O MST e seus artistas podem, pois, expressar-se, e ter consciência de
fazê-lo, a partir de um novo ângulo: o da insubmissão e da
crítica ao status quo. E, com base nos seus acúmulos, rompem com
a dependência diante daqueles que se outorgaram não se sabe
com a licença de que Deus ou Diabo desta "terra do sol", e
de Glauber Rocha (3) o direito e o privilégio monopólico
de pensar e produzir insumos culturais e políticos.

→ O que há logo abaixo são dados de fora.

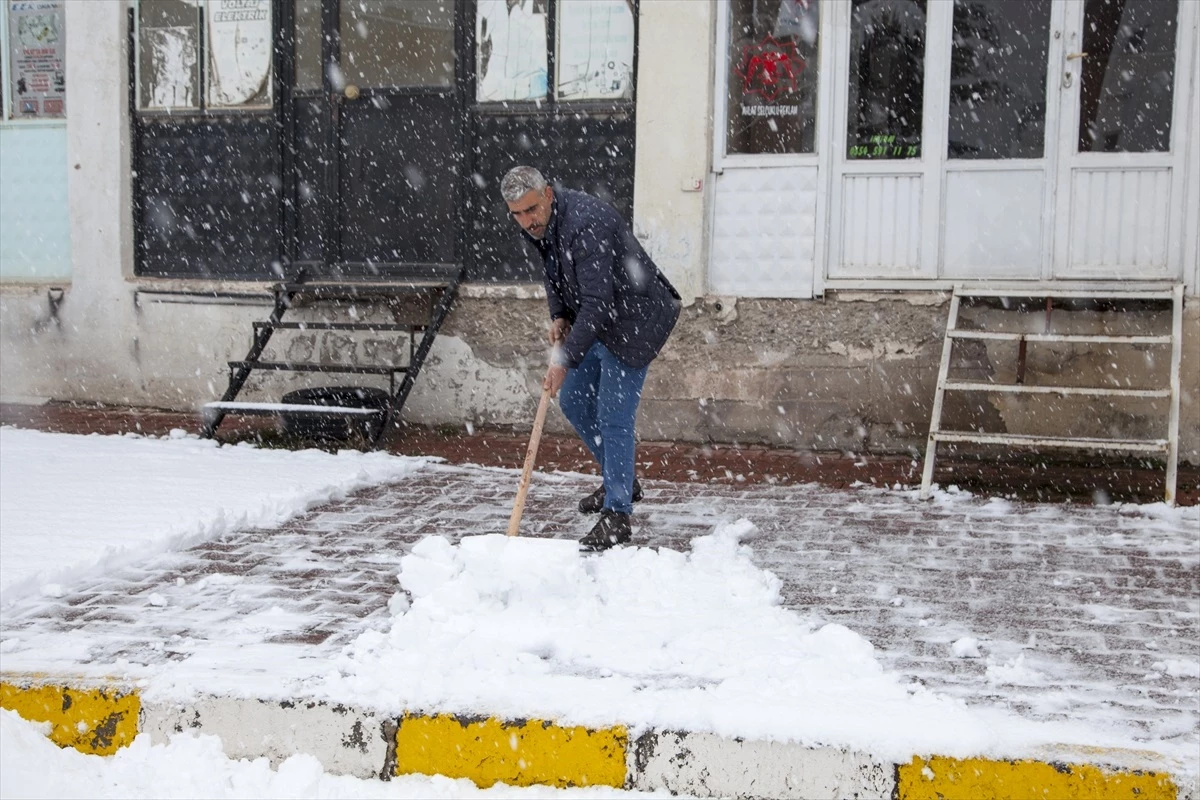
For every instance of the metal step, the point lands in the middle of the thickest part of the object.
(270, 409)
(1023, 389)
(1084, 338)
(339, 326)
(295, 366)
(1084, 443)
(360, 290)
(1168, 445)
(1083, 294)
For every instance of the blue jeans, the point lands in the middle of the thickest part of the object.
(600, 398)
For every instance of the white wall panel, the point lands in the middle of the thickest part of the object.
(880, 226)
(1119, 221)
(763, 232)
(994, 223)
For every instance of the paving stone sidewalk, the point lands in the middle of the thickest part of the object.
(1080, 612)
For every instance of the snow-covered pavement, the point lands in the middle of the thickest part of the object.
(862, 619)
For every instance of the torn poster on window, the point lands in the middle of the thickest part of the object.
(172, 66)
(239, 43)
(511, 54)
(37, 42)
(595, 49)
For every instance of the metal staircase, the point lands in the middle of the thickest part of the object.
(1163, 299)
(439, 296)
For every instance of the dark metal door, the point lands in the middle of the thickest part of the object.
(377, 136)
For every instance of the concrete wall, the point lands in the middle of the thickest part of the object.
(852, 371)
(672, 175)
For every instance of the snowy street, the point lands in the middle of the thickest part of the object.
(859, 619)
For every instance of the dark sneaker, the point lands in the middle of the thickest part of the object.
(594, 501)
(611, 529)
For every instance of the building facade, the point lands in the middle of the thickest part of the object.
(814, 175)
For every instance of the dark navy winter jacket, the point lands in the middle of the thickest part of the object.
(600, 278)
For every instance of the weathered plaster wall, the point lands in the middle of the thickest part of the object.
(852, 372)
(675, 86)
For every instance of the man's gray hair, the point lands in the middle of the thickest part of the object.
(520, 181)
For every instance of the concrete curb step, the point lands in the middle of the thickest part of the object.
(101, 719)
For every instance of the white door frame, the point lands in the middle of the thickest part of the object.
(745, 169)
(1066, 262)
(927, 169)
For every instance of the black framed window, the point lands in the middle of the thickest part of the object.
(591, 53)
(204, 55)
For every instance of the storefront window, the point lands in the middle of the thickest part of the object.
(388, 43)
(510, 50)
(239, 54)
(999, 79)
(1127, 79)
(887, 79)
(35, 74)
(772, 76)
(595, 50)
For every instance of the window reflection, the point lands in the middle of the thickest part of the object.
(887, 78)
(168, 55)
(999, 79)
(595, 49)
(772, 76)
(1128, 76)
(388, 43)
(307, 44)
(510, 53)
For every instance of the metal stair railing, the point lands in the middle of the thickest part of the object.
(1165, 445)
(286, 296)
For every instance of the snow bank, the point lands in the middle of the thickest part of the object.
(528, 627)
(70, 504)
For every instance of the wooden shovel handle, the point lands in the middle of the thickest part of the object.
(531, 457)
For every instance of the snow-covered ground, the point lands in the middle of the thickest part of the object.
(651, 638)
(72, 505)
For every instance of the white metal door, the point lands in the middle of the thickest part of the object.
(1123, 80)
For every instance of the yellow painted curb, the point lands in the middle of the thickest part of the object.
(978, 779)
(95, 721)
(520, 753)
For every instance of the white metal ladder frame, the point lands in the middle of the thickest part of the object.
(1170, 445)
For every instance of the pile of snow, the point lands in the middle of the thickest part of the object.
(77, 504)
(195, 767)
(528, 627)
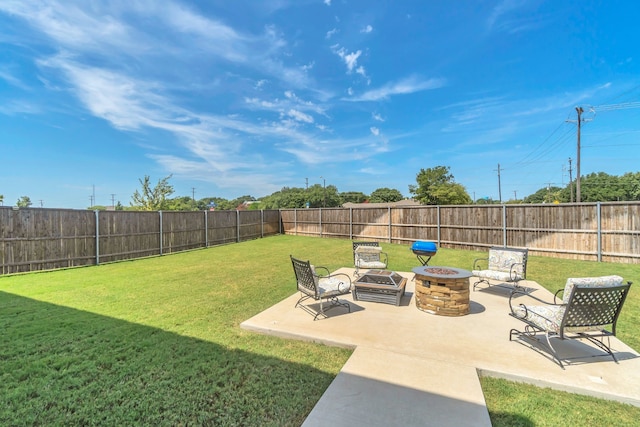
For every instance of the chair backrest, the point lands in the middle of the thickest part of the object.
(590, 307)
(502, 259)
(589, 282)
(306, 280)
(357, 244)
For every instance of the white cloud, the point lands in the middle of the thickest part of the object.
(377, 117)
(402, 87)
(350, 59)
(300, 116)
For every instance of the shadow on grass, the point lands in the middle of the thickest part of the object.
(62, 366)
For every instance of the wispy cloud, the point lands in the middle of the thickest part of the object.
(511, 16)
(402, 87)
(350, 59)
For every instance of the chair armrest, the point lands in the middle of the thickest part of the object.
(344, 278)
(325, 271)
(557, 296)
(514, 276)
(523, 293)
(476, 266)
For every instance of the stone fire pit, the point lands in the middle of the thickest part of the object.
(442, 290)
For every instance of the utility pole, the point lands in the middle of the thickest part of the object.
(324, 187)
(570, 180)
(579, 110)
(499, 189)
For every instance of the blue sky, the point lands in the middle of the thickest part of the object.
(246, 97)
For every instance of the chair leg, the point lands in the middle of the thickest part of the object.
(600, 344)
(481, 281)
(335, 302)
(530, 334)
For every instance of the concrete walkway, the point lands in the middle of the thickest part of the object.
(412, 368)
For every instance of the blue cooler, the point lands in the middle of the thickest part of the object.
(424, 251)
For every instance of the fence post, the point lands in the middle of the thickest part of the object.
(206, 229)
(438, 221)
(237, 226)
(504, 225)
(389, 213)
(97, 237)
(160, 216)
(599, 215)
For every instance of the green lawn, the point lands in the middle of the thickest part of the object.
(157, 342)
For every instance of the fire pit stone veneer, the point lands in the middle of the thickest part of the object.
(442, 290)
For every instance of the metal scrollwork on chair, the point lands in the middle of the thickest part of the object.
(317, 283)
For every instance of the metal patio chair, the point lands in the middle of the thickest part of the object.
(369, 255)
(589, 310)
(318, 284)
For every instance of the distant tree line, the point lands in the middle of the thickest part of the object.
(434, 186)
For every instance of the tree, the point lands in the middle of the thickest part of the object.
(24, 202)
(547, 194)
(353, 197)
(184, 203)
(385, 195)
(436, 186)
(152, 199)
(288, 198)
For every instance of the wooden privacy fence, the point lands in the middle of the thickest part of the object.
(587, 231)
(43, 239)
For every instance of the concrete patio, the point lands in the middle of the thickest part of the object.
(413, 368)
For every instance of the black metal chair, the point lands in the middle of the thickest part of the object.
(589, 305)
(507, 265)
(369, 255)
(323, 287)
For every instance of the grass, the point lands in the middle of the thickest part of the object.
(157, 342)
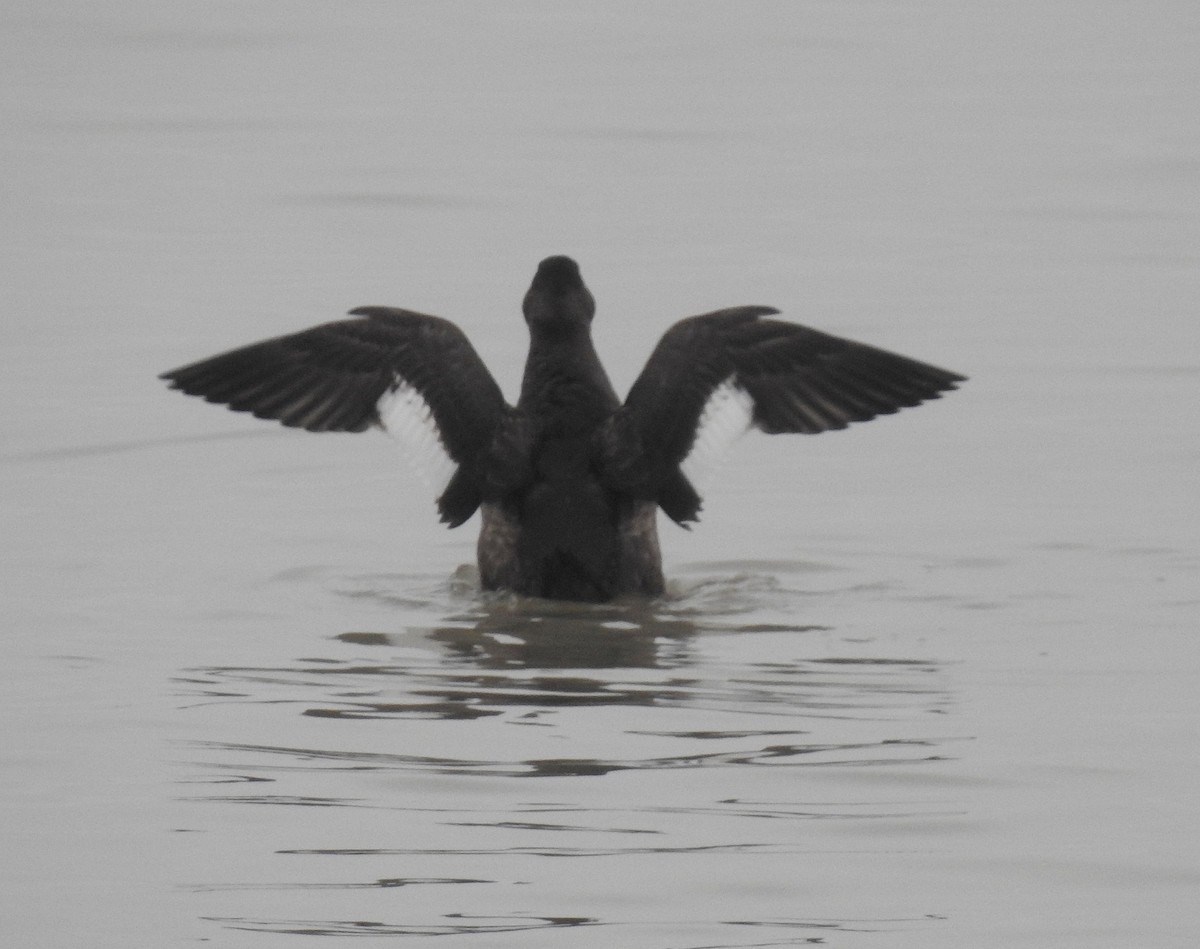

Por mais singelo
ou rude que seja um poema, no seu instante conseguirá expressar as angústias
e alegrias, as renúncias e desejos dos que teimam em falar de si, por
si mesmos, para si e os outros. Alguém duvida de que estão tensionando,
a seu modo e no seu lugar, a necessidade no sentido de uma nova realidade e
uma nova cultura?
Não é o caso de estabelecer uma mecanicista escala de valores
estéticos excludentes e simplistas, e muito menos de criticar intelectuais
de outras origens e outras vertentes que optam por cantar, generosa e admiravelmente,
uma realidade com a qual apenas convivem. E são muitos, embora ainda
poucos, os Chicos Buarques, os Haroldos, os Salgados, os Saramagos (4)... Trata-se
de ressaltar a força que ganha uma literatura erguida pelas mãos
e mentes daqueles que estão imersos no próprio tema material
e espiritual escolhido. Somente uma produção poética
assim, viva, agregadora de particularidades e construtora de propósitos,
edificada à revelia do oficialismo, e contra ele, será capaz de
fazer frente à pasteurização cultural do Planeta, espanar
a poeira do arcaísmo pós-moderno, refundar a modernidade e plasmar
uma universalidade capaz de conviver, respeitar, apreciar e alimentar-se das
singularidades e diversidades.
1 Sávio Bones é Diretor do Instituto ProJeto, membro do Coletivo
de Sócios da Revista Práxis e do Conselho Editorial do Correio
da Cidadania. Integra o Coletivo da Secretaria Agrária Nacional do Partido
dos Trabalhadores (PT) e o corpo de assessoramento da Confederação
Nacional dos Trabalhadores do Setor Mineral. Técnico de Estradas. Foi
dirigente da Central Única dos Trabalhadores (CUT) seção
Metropolitana de Belo Horizonte e membro das comissões executivas
do PT de Belo Horizonte, do Diretório Estadual de Minas Gerais e do Diretório
Nacional.
2 Gramsci, Antônio. Cadernos de Cárcere. Volume 2. Caderno 12
Apontamentos e Notas dispersas para um grupo de ensaios sobre a história
dos intelectuais. Edição de Carlos Nelson Coutinho com Marco Aurélio
Nogueira e Luiz Sérgio Henriques. Tradução de Carlos Nelson
Coutinho. Rio de Janeiro: Editora Civilização Brasileira, 2000,
p. 15.
3 Nota do editor: Deus e o diabo na terra do sol, filme de Glauber Rocha (1964),
é um clássico do Cinema Novo Brasileiro. No Nordeste brasileiro,
cenário de violentas e historicamente arraigadas tensões em torno
da terra, são representadas as esperanças de um casal de camponeses,
Manuel e Rosa, e suas ligações com duas formas de contestação
do poder religioso e econômico, o messianismo e o banditismo social, mais
especificamente, o cangaço. O messianismo, por liberar o campesinato
da dominação, constitui uma preocupação para os
grandes proprietários de terra e para a igreja católica. Numa
das cenas marcantes do filme, os camponeses, unidos pela força do messianismo
no Monte Santo, são massacrados pelos poderes estabelecidos, sendo Rosa
e Manuel os sobreviventes que relatam a história e aderem ao cangaço.
4 Nota do editor: O autor se refere aqui a artistas que, através de
suas obras, hipotecaram sua solidariedade aos Sem Terra. Muitas dessas expressões
se encontram neste website, no arquivo Depoimentos de Intelectuais e Artistas
Brasileiros em Apoio ao Movimento dos Trabalhadores Rurais Sem Terra (MST).